The prodigious quantity of work produced by Blake may be roughly separated into an early period and a later period, with the division between being marked by the composition of The Marriage of Heaven and Hell, when Blake was in his middle thirties. Several of the early works were lyrical in nature. A collection, Poetical Sketches, was written while Blake was still in his teens. Only two of the early books of poetry, Songs of Innocence and Songs of Experience, were printed during his lifetime. The Songs of Innocence were mostly simple in form with a delicate quality and a deliberate, although not always regular, rhythm. In many of them a charming naiveté veiled a depth of feeling and a sensitivity to symbolism which exalted such homely themes as "The Little Boy Lost," "The Chimney Sweeper." or "The Lamb." But Blake's entire work might have been forgotten in the years after his death were it not for one poem in Songs of Experience in which the striking image achieved immediate popularity. Almost every English schoolchild knows it by heart, yet its implications stir the most sophisticated to ponder the mystery of the ultimate creative power.

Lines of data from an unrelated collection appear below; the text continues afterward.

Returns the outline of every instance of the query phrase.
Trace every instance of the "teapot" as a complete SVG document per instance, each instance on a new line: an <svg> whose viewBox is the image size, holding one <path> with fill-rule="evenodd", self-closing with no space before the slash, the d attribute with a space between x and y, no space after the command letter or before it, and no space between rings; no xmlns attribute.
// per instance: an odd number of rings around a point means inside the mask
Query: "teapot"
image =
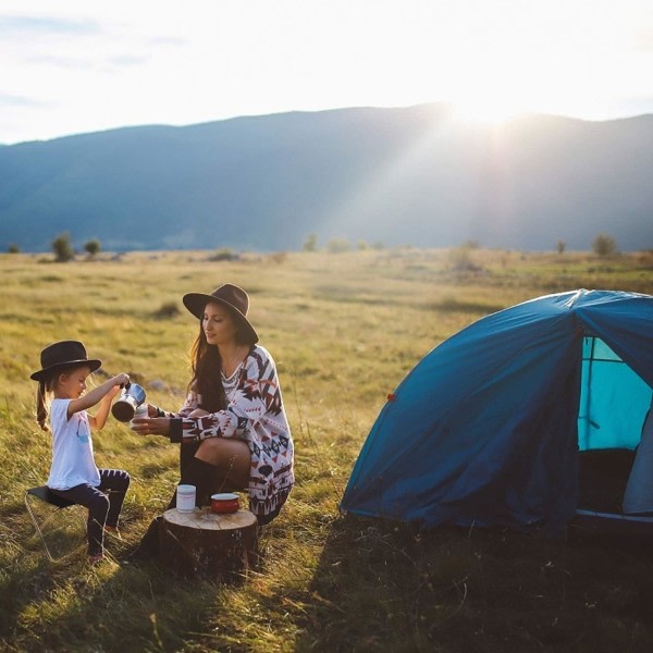
<svg viewBox="0 0 653 653"><path fill-rule="evenodd" d="M111 414L118 421L134 419L136 408L145 402L145 390L138 383L127 383L111 407Z"/></svg>

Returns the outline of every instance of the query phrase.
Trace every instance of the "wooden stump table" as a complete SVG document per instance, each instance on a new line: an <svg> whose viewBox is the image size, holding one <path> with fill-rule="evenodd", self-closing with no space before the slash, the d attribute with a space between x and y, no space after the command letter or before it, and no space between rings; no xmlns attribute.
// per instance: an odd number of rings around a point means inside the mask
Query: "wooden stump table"
<svg viewBox="0 0 653 653"><path fill-rule="evenodd" d="M163 513L161 562L185 578L237 580L254 566L258 521L249 510L218 515L210 508Z"/></svg>

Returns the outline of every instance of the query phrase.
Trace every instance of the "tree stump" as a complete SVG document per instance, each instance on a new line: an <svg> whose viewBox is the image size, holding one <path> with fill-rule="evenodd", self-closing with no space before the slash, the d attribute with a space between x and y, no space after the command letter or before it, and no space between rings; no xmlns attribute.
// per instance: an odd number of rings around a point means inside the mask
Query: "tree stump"
<svg viewBox="0 0 653 653"><path fill-rule="evenodd" d="M161 563L184 578L234 581L256 562L258 521L249 510L218 515L210 508L163 513Z"/></svg>

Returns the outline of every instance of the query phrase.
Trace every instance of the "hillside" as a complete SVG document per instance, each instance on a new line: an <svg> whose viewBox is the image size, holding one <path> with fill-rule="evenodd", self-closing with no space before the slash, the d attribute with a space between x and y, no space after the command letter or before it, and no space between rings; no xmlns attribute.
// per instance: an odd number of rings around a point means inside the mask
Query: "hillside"
<svg viewBox="0 0 653 653"><path fill-rule="evenodd" d="M444 106L140 126L0 148L0 249L653 247L653 115L503 127Z"/></svg>

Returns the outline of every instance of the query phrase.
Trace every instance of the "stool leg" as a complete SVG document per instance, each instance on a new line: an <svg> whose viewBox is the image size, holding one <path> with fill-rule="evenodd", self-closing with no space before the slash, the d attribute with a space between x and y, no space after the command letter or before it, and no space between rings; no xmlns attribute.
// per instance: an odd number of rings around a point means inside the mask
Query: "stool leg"
<svg viewBox="0 0 653 653"><path fill-rule="evenodd" d="M48 559L53 563L54 558L52 557L52 554L50 553L50 550L48 549L48 545L46 544L46 539L44 538L44 533L41 532L40 526L38 525L38 520L36 519L35 515L32 510L32 506L29 505L28 496L29 496L28 494L25 494L25 507L27 508L27 513L29 514L32 523L34 523L34 528L36 529L36 532L38 533L38 535L41 540L44 549L46 550L46 555L48 556Z"/></svg>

Tyger! Tyger! burning bright
In the forests of the night,
What immortal hand or eye
Could frame thy fearful symmetry?
In what distant deeps or skies
Burnt the fire of thine eyes?
On what wings dare he aspire?
What the hand dare seize the fire?
And what shoulder, & what art,
Could twist the sinews of thy heart?
And when thy heart began to beat,
What dread hand? & what dread feet?
What the hammer? what the chain?
In what furnace was thy brain?
What the anvil? what dread grasp
Dare its deadly terrors clasp?
When the stars threw down their spears,
And water'd heaven with their tears,
Did he smile his work to see?
Did he who made the Lamb make thee?
Tyger! Tyger! burning bright
In the forests of the night,
What immortal hand or eye
Dare frame thy fearful symmetry?
The lasting and overwhelming response to this poem acknowledges the recognition of a central concept in Blake's work. This is the need to become aware of the other side of God, the side not accepted either by social agreement or by orthodox religious practice. Blake says that while he who made the Lamb is worshipped and praised in all the churches, he who fashioned the Tyger to pierce the darkness of the tangled forest with his perceptive eye, he is also God. God of the Lamb is worshipped at prescribed intervals, but God of the Tyger is held in fear by day and night, for none may escape him when he pursues. Blake wrote as though he felt that enough had been said about that symbol of gentleness which is traditionally associated with Jesus. He was more concerned with the fierce and the frightful which threatens innocence and light. And it follows that such a man would address himself boldly also to the darker area of man's life, which is hidden in shadow and must be invaded and explored if man is to approach any degree of self- awareness.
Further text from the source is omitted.